There at home, safe in the dry humming glow of captivity, I could trace this trail across a five-dollar map on the wall beside my bed (the one I memorized for months) with an index finger. With my eyes closed and my heart doing a steady seventy per minute, hidden from the sun. It would take just a moment—a breath and done. But I have chosen the sweaty, solitary method. And it will take longer.

Perhaps an hour into the forest, overtaken with webs so thick and frequent that they gauze my face—as if the spiders are hiding some great secret from me—I hear a rumble. It’s too thunderous to be human, but not terrible enough to be the sky. I draw nearer and it takes shape: there is a head-swallowing-mane with two fierce orbs in its midst, and a giant canvas contraption that looks like a hunk of mountain hanging from its heaving back. It calls itself Lion King. And it speaks from its colossal gut:

“This damn video camera—see the bag?—it weighs me down so much I can hardly walk. When I thru-hiked in ’99,” now a look of wonder, “my whole unit, we weighed about seventy pounds less. And that margin ain’t all camera.” Without a chuckle or a pause to let me pass or speak, he goes on walking and talking:

“I remember this section of trail clear as day. You—you’re a thru-hiker, right?”

“Yes.”

“Well that ain’t much of a beard you got. But, anyway, you’re gonna come up on what looks like a little hill right after this road down here, and, well, it ain’t gonna be little. Damn near mountainous is what it’s gonna be. And when you hit it, you’re gonna wish you’d hitched with me, ‘stead a hittin’ it,” he pauses to consider his wisdom. “See, there’s no need to hike every single square foot twice, since I already did the whole thing back in ’99.” He allows himself that wistful gaze again.
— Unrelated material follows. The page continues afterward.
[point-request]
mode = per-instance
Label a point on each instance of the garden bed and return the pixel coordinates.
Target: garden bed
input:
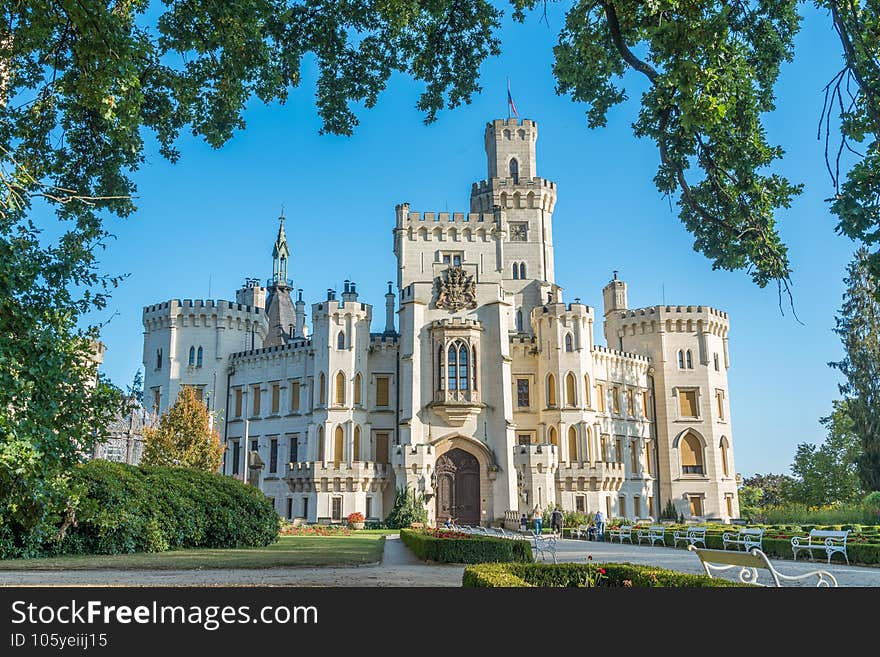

“Sure,” I say, leaving him growling in a roadside gravel rut, fiddling with his ponderous load.

Sure enough, after a few hours of progress up, over, and down the backside of a bald that broke open the sky like a geologist’s hammer thrown upon a geode, I arrive at a shelter. Lion King is sprawled decadently across the surface of a picnic table, looking rested. He’s surrounded by impressionable thru-hikers who watch his mad gesticulations with a mixture of awe and fear. He speaks easily, puffing on a hand-rolled cigarette between points, lecturing on the myriad challenges of hiking and documenting the Appalachian Trail.

“You,” he says, seizing the bulging eyes of an unfortunate young fellow nicknamed ‘Spit.’ “If you don’t cut those silly straps hanging off your pack like pom-poms, you’re not gonna make it.”

He is what I both hope and fear I will become: single-minded, obsessed, myopic. A man focused to a fault.

I filter some water from a stream and gnaw at a little beef jerky before saddling up. As I depart, peering at the ground unspooling before me like an endless brown thread, I hear Lion King call out.

“Open your eyes, kid. You might see something.”